Im Österreichischen Erbfolgekrieg von 1741/42, in dem Linz von bayerischen und französischen Truppen besetzt war, gingen die Vorstädte bei der Rückeroberung durch österreichische Truppen in Brand auf. In den Koalitionskriegen gegen Frankreich wurde die Stadt 1800/01, 1805/06 und 1809 wiederum von französischen und bayerischen Truppen besetzt, wobei es am 3. Mai 1809 beim Übergang über die Traun im heutigen Stadtteil Ebelsberg zu einer blutigen Schlacht kam. Als indirekte Folge der Koalitionskriege wütete 1800 ein riesiger Brand, der das Schloss, das Landhaus und große Teile der Altstadt in Mitleidenschaft zog. In der Folgezeit wurden die funktionslos gewordenen Befestigungsanlagen geschleift. Auf Initiative des Erzherzogs Maximilian d'Este erhielt Linz eine neue Befestigung in Form eines verschanzten Lagers (1831-37), das seine Kriegstauglichkeit allerdings nie unter Beweis zu stellen brauchte.

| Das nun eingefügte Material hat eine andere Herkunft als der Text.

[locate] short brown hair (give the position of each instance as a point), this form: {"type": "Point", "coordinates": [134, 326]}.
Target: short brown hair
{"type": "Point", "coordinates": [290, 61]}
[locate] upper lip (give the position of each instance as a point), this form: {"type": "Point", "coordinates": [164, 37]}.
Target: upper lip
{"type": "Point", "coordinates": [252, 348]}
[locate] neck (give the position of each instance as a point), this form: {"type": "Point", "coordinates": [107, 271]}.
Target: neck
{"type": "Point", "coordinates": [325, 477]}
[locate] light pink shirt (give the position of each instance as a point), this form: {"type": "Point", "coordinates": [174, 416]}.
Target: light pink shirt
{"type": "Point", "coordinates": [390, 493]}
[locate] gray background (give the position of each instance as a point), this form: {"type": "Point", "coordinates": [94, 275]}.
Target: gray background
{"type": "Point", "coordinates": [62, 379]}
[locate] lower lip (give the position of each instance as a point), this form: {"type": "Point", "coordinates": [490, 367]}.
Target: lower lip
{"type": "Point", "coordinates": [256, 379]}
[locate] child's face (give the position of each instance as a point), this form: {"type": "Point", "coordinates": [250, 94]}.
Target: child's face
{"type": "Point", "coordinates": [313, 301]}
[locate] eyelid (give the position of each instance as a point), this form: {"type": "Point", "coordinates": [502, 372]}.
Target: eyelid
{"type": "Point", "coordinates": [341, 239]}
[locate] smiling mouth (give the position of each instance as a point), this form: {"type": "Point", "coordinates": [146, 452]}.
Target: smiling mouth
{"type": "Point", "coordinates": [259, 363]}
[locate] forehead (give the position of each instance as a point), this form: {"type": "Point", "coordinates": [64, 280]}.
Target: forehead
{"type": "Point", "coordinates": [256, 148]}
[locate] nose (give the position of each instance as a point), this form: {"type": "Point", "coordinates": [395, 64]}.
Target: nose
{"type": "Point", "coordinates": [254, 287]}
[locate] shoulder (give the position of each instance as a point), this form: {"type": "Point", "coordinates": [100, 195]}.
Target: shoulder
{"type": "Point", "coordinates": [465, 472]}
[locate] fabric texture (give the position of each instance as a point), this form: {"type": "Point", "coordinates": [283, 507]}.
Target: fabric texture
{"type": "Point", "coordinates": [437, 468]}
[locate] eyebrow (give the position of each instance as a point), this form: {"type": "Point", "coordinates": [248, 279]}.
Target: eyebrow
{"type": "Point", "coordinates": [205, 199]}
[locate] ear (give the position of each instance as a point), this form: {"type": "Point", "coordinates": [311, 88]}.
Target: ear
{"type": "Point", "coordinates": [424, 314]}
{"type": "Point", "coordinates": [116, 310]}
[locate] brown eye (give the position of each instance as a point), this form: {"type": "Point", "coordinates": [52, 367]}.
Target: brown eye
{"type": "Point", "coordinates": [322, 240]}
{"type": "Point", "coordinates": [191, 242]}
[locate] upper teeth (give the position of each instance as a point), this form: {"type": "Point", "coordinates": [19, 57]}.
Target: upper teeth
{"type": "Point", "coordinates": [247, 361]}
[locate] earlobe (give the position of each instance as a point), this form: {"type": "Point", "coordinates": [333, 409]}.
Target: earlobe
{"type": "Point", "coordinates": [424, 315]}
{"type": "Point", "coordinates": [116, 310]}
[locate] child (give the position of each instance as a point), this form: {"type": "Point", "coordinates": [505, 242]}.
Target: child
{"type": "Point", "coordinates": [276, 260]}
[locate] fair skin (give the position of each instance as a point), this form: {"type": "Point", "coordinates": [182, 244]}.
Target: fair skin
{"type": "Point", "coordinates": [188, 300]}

Das Zeitalter der Industrialisierung
Das 19. Jahrhundert brachte mit der Einführung der Dampfschiffahrt auf der Donau (1837/38) und dem Bau der Pferdeeisenbahn als erster Schienenbahn des Kontinents von Linz nach Budweis (1832) bzw. Gmunden (1836) technische Neuerungen. Mit dem Bau der Kaiserin Elisabeth Bahn Wien - Linz - Salzburg (1856-60) bzw. Passau (1861) erfolgte der Anschluss an das bayerische Eisenbahnnetz.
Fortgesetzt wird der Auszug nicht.